To focus on one component of the overall goal of compliance, facilities and providers can implement a streamlined process of thoroughly reviewing all medical record documentation and accurate charge capture before submitting claims to payers. By implementing a comprehensive review in which every service captured for billing is assessed to compare documentation to the charge capture, a provider may alleviate inappropriate billing practices. This process will not only identify inappropriate billing for undocumented services, but may also reveal procedures billed at incorrect levels, items or procedures that were performed and not billed, and, finally, provide a means for continuous education of physicians and staff regarding compliant documentation and billing habits.

As a provider, you have options when considering the cost of this vital review process. Perhaps a current staff member can be designated to manage it. You may hire a person dedicated to performing these duties, or the review may be outsourced to a qualified entity. Be sure to avoid a cavalier attitude that discounts the potential issues your facility or practice may have. At the very least, an in-depth evaluation will help assess your level of current documentation and billing compliance, and identify what you need. While focusing on the incentives put forth by payers, getting the basics right can ensure that the monies you receive are justified and are not at risk for recoupment.

Beyond documentation and billing compliance, it is essential to focus on your entire revenue cycle to ensure financial health. Making sure each phase of the entire revenue cycle is conducted properly will pay off in terms of revenue and compliance. Too many facilities concentrate solely on one component of the revenue cycle, such as the documentation and coding aspect. You must go beyond and investigate the effectiveness of the interfaces that move charges from one software system to another. In addition, the coding scrubber systems being utilized, whether they are software driven or manual, should be tested.

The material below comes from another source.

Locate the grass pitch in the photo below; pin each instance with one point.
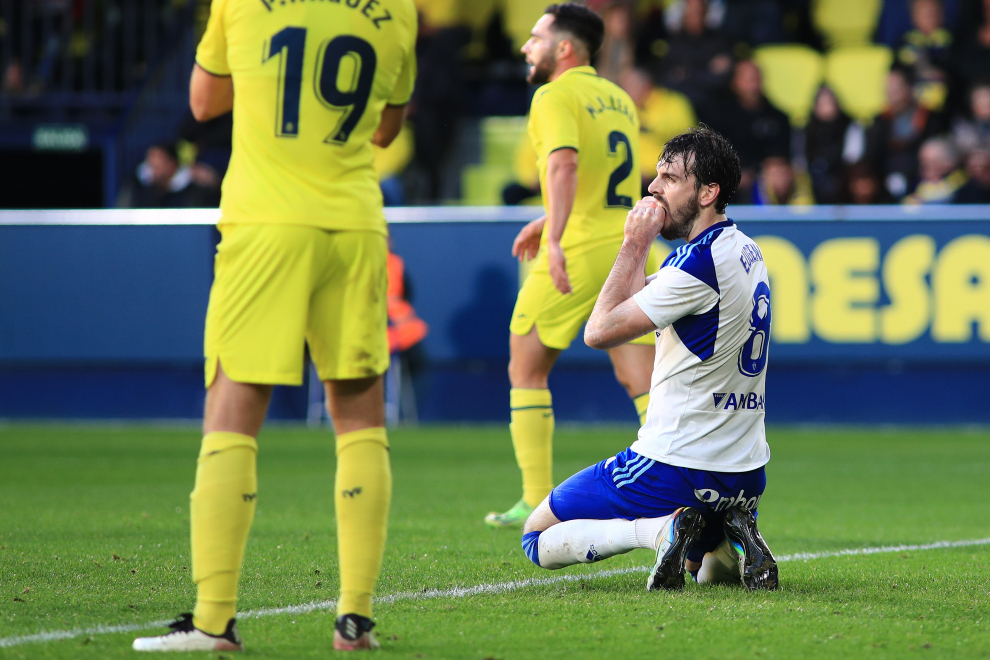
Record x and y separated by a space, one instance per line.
94 532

Lastly, the information that is going to the payer must be scoured for correctness. Compliance doesn’t end in the clinical department, but should be verified throughout the revenue cycle process. While implementation and review of so many processes and systems may sound daunting and costly, you will find that investments to ensure compliance are worth making. l

1. Centers for Medicare & Medicaid Services. CMS Quality Strategy 2013 – Beyond. Published November 18, 2013. Accessed April 30, 2014.
2. US Department of Health & Human Services, US Department of Justice. Health Care Fraud and Abuse Control Program: Annual Report for Fiscal Year 2013. Published February 2014. Accessed April 30, 2014.
3. US Department of Health & Human Services, Office of the Inspector General. Compliance Guidance. Accessed May 1, 2014.